Way to take ownership there, Darnell.
The Plain Dealer wrote an editorial on the matter, taking the city to task for being incompetent and unaware that it sometimes snows heavily in the Forest City.
Wednesday's gridlock disrupted countless lives and businesses and suggested a city without an adequate plan for snow removal, without adequate leadership during a snow emergency, without an understanding of the nature of lake-effect snow and without a strategy for keeping traffic moving in any emergency.

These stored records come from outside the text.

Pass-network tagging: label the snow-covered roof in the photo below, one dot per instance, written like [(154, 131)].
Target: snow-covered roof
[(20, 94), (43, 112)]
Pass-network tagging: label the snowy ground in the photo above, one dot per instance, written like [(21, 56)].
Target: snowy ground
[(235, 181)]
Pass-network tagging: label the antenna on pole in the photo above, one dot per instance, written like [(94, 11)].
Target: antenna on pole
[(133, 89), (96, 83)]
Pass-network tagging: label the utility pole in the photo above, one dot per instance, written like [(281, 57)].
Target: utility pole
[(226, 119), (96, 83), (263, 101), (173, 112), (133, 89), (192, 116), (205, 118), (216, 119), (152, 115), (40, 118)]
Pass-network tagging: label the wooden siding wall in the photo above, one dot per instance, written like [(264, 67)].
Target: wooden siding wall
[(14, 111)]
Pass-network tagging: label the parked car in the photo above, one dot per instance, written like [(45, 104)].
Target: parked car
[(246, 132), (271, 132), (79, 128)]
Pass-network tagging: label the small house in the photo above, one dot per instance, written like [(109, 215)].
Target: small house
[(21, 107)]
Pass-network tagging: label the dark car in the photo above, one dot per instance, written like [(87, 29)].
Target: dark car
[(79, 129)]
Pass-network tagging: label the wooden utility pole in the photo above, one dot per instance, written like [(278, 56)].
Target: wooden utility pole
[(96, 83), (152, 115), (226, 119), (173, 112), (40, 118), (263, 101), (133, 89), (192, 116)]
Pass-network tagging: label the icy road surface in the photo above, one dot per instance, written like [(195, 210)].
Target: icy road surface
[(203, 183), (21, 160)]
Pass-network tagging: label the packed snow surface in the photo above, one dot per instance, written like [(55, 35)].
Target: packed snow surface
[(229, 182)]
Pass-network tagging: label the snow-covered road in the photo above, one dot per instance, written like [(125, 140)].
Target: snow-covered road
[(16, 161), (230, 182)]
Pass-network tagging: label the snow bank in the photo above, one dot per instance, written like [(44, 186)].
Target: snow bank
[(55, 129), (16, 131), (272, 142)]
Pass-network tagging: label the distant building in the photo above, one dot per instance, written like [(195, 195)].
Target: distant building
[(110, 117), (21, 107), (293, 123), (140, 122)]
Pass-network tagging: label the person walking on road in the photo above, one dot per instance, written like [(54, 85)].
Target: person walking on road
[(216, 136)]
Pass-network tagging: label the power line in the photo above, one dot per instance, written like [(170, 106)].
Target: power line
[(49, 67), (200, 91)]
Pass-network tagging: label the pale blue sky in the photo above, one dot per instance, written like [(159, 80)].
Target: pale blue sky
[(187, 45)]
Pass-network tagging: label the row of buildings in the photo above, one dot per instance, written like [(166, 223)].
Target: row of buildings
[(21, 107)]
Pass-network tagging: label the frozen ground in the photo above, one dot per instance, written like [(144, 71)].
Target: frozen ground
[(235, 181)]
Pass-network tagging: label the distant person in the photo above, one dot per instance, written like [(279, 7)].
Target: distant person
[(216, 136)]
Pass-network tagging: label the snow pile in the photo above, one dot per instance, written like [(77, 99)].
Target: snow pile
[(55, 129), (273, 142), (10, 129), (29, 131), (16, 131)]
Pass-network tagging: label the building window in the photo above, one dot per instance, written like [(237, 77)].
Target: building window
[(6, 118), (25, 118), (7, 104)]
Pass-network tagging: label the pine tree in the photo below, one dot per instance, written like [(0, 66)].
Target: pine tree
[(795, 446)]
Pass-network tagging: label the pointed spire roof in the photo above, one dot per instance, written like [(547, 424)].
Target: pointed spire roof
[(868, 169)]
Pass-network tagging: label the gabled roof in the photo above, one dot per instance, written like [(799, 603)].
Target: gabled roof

As if to confirm that, at 4:21 p.m., City Hall reissued its news release, stating that a snow-emergency parking ban would not take effect unless accumulation exceeded 2 inches. Bizarrely, city officials seemed to think that because no significant snowfall had registered some miles away, at Cleveland Hopkins International Airport, there was no snow downtown and no emergency, despite the cold, white evidence and the car-clogged streets.
That is not acceptable. Not by a long shot.
We'll blame Moses Cleaveland, mainly because no one's blamed him yet. Either way, everyone will have a chance to redeem themselves this weekend when Cleveland's slated to receive another round of heavy snow.
Someone should probably inform Darnell Brown of that.